The significance of Sturgeon deleting all her WhatsApp
messages is not that act in itself but that it signified her long-term contempt
for accountability. Other people may have deleted messages, but nowhere do we
know so little about the real decision making.
Having access to Sturgeon’s day to day thoughts is
like having access to the manuscript of a novel with all its corrections and additions.
But Sturgeon burned the manuscript like she burned the phone.
A lesson must be learned about devolution. There
cannot be such power without responsibility. There cannot be such control over
millions of lives without those lives knowing in full the reasoning behind the
decisions.
Sturgeon is a pitiful figure. She was once so angry
and so aggressive in 2016 about Brexit and now has descended to crying in
public about what she has been reduced to. But it is not primarily about Sturgeon
it is about finding a way to rule our country in a credible manner.

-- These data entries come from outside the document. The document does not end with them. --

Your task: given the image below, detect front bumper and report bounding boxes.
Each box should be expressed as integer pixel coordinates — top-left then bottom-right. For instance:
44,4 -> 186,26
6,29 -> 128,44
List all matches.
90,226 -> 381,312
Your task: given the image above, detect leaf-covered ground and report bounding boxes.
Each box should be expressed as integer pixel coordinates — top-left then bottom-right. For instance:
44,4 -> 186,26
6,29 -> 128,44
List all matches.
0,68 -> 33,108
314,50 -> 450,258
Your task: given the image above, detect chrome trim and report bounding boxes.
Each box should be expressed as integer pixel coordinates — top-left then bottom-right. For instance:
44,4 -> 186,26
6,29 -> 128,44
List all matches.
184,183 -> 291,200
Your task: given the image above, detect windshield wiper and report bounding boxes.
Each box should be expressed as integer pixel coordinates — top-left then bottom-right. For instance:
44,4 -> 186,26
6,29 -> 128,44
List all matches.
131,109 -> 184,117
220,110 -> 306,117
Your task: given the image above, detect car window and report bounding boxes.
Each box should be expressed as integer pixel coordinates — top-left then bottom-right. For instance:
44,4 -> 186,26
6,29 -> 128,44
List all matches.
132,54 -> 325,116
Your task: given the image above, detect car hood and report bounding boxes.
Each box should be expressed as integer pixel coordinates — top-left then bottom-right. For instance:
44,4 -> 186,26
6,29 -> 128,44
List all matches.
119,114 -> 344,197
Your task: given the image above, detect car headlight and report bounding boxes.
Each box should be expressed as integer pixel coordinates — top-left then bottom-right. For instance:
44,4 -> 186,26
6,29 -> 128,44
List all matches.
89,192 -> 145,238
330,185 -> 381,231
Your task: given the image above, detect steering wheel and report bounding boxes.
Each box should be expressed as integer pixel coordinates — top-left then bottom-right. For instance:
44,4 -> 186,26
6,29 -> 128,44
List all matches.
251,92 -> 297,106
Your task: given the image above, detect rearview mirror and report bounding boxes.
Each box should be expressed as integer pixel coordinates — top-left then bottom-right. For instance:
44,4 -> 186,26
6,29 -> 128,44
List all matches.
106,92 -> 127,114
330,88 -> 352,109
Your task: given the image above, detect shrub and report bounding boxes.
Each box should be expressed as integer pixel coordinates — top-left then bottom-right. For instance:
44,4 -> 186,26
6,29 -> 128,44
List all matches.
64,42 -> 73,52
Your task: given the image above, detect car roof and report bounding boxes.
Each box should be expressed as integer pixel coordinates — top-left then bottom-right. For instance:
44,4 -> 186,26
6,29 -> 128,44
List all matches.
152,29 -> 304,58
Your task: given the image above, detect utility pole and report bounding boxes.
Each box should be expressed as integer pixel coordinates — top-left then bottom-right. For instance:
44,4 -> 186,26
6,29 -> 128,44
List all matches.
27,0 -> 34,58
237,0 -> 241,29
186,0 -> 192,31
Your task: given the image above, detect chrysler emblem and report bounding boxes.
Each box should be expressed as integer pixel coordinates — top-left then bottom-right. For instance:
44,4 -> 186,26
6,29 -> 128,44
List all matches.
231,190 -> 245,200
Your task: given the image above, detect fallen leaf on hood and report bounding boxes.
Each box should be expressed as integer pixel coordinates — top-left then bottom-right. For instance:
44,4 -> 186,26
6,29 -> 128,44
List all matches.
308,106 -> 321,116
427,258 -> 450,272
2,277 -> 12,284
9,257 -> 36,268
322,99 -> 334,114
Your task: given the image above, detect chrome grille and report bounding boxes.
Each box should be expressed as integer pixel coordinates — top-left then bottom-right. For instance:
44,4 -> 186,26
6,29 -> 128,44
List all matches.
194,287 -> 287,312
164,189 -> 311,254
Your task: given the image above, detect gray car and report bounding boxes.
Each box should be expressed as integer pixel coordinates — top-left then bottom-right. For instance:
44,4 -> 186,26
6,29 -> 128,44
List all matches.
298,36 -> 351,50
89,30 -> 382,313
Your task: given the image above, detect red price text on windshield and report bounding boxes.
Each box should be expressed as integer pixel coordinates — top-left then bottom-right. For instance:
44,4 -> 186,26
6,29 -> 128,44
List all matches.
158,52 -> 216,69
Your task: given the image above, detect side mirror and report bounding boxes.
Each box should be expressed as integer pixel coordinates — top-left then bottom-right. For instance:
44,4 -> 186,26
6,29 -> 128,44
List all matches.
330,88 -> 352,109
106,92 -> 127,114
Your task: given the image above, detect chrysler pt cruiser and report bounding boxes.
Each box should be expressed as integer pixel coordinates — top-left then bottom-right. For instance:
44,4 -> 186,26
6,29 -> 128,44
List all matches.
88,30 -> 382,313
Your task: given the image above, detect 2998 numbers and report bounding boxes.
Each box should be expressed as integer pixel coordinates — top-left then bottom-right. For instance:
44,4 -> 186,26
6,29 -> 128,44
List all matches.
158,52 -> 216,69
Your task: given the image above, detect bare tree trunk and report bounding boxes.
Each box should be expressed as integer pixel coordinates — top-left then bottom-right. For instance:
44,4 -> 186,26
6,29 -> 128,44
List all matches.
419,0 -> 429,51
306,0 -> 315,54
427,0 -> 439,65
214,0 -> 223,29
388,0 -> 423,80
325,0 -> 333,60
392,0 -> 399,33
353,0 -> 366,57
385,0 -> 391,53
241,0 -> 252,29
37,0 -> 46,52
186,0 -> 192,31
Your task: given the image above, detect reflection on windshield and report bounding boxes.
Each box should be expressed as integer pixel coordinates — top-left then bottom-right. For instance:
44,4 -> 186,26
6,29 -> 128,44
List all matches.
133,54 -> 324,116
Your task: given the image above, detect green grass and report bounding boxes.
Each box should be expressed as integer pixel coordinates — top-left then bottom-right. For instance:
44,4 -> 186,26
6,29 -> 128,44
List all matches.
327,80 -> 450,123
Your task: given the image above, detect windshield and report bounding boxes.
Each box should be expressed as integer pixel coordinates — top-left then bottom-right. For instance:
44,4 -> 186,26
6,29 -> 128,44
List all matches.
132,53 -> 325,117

If there were another crisis, we need to be ready to
face it not with a cobbled together group of amateurs pretending they have real
expertise and not with a secret society pretending to run a country when it
depends for all its money on someone else.
There is a pattern of behaviour here. Nicola Sturgeon
ran her life and job like an absolute monarch who ruled by diktat without
responsibility and without accountability and with a degree of secrecy that is
untenable in a modern democracy. Let her be punished if any crime can be proved
to have been committed. But much more importantly realise that this pattern of behaviour
was a function of devolution. There is power but in the end, there is no responsibility
and no accountability. No matter how badly you rule you still get bailed out.
Rebuild how we share power in the UK or be faced with
similar excesses. This is no way to run a democracy.